A prudência, para Smith, é definida como uma decisão ponderada, cultiva através do hábito de realizar o bem para si mesmo, seus entes mais próximos e seu entorno social. O hábito de realizar o bem demanda ações honestas, bem-intencionadas e precisas. Além disso o prudente é uma pessoa experimentada, que sabe medir riscos. A justiça é descrita como um compromisso individual e social de defender os indivíduos, suas propriedades, seus direitos fundamentais. O homem justo é aquele que busca o bem comum e não impõe prejuízo ilegítimo ao próximo em prol de ganho pessoal. Já a benevolência é tributária tanto da justiça quanto da prudência, só é possível com decisões arrazoadas e uma forte convicção moral de fazer o certo as pessoas certas.

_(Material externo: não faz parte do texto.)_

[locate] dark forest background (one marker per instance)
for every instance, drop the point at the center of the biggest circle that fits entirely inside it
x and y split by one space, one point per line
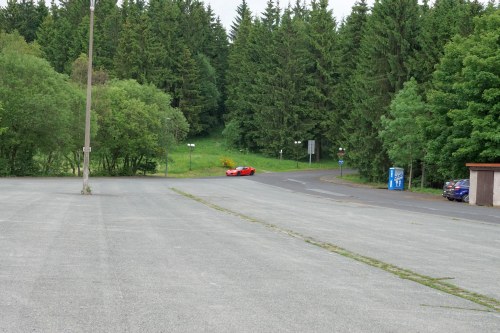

A virtude da benevolência é descrita como aquela que nasce do hábito da generosidade, que por sua vez nasce de ações individualmente desinteressadas, que visam a felicidade do próximo. O homem benevolente é o que tem auto-domínio o suficiente para fazer o bem ao próximo, pelo simples motivo de que é o certo a se fazer, mesmo que isso não lhe traga satisfação pessoal instantânea.

Para Smith, as três virtudes fundamentais se desenvolvem no âmbito individual, mas também nas relações humanas e, sendo o mercado um grande conjunto de relações humanas motivadas pela troca, as virtudes devem ser desenvolvidas também no mercado. É urgente redescobrir as virtudes fundamentais smithianas no contexto de uma sociedade de mercado que erode as relações sociais, atomiza os indivíduos e ignora, quando não despreza, o cultivo das virtudes, a dignidade humana e a busca pelos bens mais elevados, não materiais.

Aos que acusam Smith de ser uma espécie de antecessor do utilitarismo, defensor irrestrito do que viria a ser chamado de “capitalismo”, vale lembrar que Joseph Schumpeter o acusou de ser um “moralista” por jamais dissociar à economia da ética ou da política.

Smith, sem dúvida alguma, era um grande defensor do livre mercado e, em muitos aspectos do laissez-faire, mas nem por isso nutria simpatia automática pelo homem de negócios. Defendia a desregulação das trocas e das relações de trabalho pois acreditava que assim se alcançaria o interesse geral, em especial para os pobres, que mereceram muita atenção em seus escritos. Defendia, por vezes, a ação egoísta, mas por que essa criaria, mesmo que involuntariamente, um benefício coletivo.

A lição mais importante que deve ser aprendida a partir da união de A teoria dos sentimento morais com Uma investigação sobre a natureza e as causas das riquezas das nações é que as benesses do livre mercado não podem ser alcançadas em um vácuo de valores morais, pelo contrário, dependem do cultivo de virtudes, da solidariedade, de um forte sentimento ético. Apenas uma sociedade formada por indivíduos com bons julgamentos éticos, benevolentes, justos e prudentes está preparada e é merecedora da liberdade.

Referências:

SMITH, Adam. The theory of moral sentiments. J. Richardson, 1822.

SMITH, Adam; STEWART, Dugald. An Inquiry into the Nature and Causes of the Wealth of Nations. Homewood, Ill: Irwin, 1963.